Keely: Don’t do something because it’s marketable. Do it because it’s you! 

Nora: And it doesn’t matter what happens to it. And a lot of times you can sense when people put their heart and soul in something.

Julia: And bring on people from the get-go. I think the thing that really set us up for success was the fact that we reached out to the right people early on, saying here’s what we’re trying to do, we want you to be a part of it. Are you interested? When people feel investment in something, their going to work their hardest on it because what it became was a risky project for everyone. I think that made everyone excited for working on it. And it felt like everyone had a connection to it, I think…I hope! 

Nora: Nobody would film in four days if they didn’t love what we were doing. 

Keely: I definitely think that’s true. You just can’t be too inclusive. I think anyone who wants to be involved, should be involved! 

Nora: Because you always need help. It’s about friendship! 

Julia: And you know it was about, as someone coming from the theater-world trying to do something in this world, the film world, it’s totally about reaching out to people who know more than you do. The first thing I would say to people, and maybe it’s not a very professional approach, but I would say to people “I don’t know what I’m doing!” I don’t but I have this idea, if you like it, will you help us? You’d be surprised how many people there are out there who’d be like I like that idea too, let’s get down. Let’s do it!

Nora: People want to help. And they especially want to help if you ask for their help. And that was an amazing part of this: finding out how helpful people want to be. That’s why we’re all in this! We’re all in this for friends. You know, we just want to build families. 

Julia: Not Keely. Keely’s in it for bitches and money! 

What else is coming up for DGIH?

Julia: We have this show coming up on the 21st [of November]. It’s at the People’s Improv Theatre at 11 PM. It’s $8, and it’s a killer line-up. 

Keely: It’s seriously such a good line-up. It’s amazing all of the people betwixt the three of us, like all of the talent that we know.

Nora: It’s just you two, I don’t know anyone. [they all laugh]

Keely: It’s great to get to host something because then you get to include people that are much more talented than you. And like the pressure is off! You’re no longer competing, you’re just showcasing. 

Julia: This isn’t one hundred percent confirmed yet, but it’s in the works that it will be live-streamed on Daily Motion, so if you can’t make it to the show, you can watch it online. And then we’re going to have two more shows this year after that, on December 5th and 19th at 11pm, also at the People’s Improv Theatre and those shows will also be live-streamed as well. 
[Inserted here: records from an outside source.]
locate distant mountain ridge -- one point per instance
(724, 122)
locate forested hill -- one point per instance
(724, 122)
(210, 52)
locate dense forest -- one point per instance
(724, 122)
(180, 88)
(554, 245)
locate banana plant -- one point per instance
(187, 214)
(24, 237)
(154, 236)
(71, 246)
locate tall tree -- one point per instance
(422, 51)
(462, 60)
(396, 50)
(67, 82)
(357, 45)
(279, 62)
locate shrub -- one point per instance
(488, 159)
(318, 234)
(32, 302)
Nora: Tell them who’s in the line-up!

Julia: We have Jermain Fowler from MTV’s Guy Code doing a stand-up set. He’s really funny. Our special guests for the night are Ashley Skidmoore and Lyle Friedman from the web series Hot Mess Moves, they’re hysterical! 
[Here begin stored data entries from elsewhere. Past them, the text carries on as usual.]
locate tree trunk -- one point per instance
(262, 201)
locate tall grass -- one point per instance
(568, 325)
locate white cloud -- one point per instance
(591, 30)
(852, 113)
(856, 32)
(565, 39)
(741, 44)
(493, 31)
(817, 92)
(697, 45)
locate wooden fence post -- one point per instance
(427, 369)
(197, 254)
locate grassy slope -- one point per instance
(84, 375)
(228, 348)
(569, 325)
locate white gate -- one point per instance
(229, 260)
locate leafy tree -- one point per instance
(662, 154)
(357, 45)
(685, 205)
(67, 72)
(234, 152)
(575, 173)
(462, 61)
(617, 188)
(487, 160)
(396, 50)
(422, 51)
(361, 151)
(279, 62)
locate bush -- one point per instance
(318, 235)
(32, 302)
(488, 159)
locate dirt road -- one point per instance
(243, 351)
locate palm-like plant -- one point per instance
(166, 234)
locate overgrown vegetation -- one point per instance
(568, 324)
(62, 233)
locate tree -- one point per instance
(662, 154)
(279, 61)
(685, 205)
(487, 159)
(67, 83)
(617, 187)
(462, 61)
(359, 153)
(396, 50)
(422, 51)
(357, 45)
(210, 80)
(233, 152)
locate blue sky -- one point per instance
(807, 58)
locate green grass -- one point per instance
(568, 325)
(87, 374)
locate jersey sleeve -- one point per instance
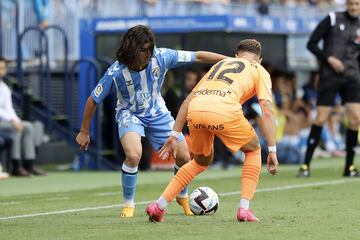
(263, 85)
(103, 88)
(173, 58)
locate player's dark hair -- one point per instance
(249, 45)
(131, 43)
(2, 59)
Keely: They’re very funny and very weird.

Julia: And then we have two improv groups that are going to improv off of the interview that we’re going to do with the Hot Mess Moves girls, which are Gentleman Party

Keely: …who are phenomenally funny…

Julia: …and Shadows

Keely: …also phenomenal!

Julia: Just two groups of cute boys.

Keely: Yeah, it’s just a bunch of hot guys! We’re working on interview questions for Hot Mess Moves, but I know for a fact that their will be two stories about vomiting in purses in cabs. One from our side and one from the Hot Mess Moves side.
 
Salty or sweet?

Keely: Well that’s a loaded question!

Nora: I have an answer, chocolate covered…

Keely:…bacon?...

Nora: …lays potato chips. 

Julia: Both! On a pizza. 

Nora: In a taco! 

Is there anything you’d like to add?

Julia: We’re currently looking for a hot dog sponsor. 

Keely: That’s really funny actually, a random person read the interview that we wrote and was like is your web series about hot dogs? And I was like, 'did you read the whole article?' I mean, in a way, it is. 

Julia: Hot dogs…Talk about salty and sweet. I retract my previous answer and just say chocolate covered hot dogs.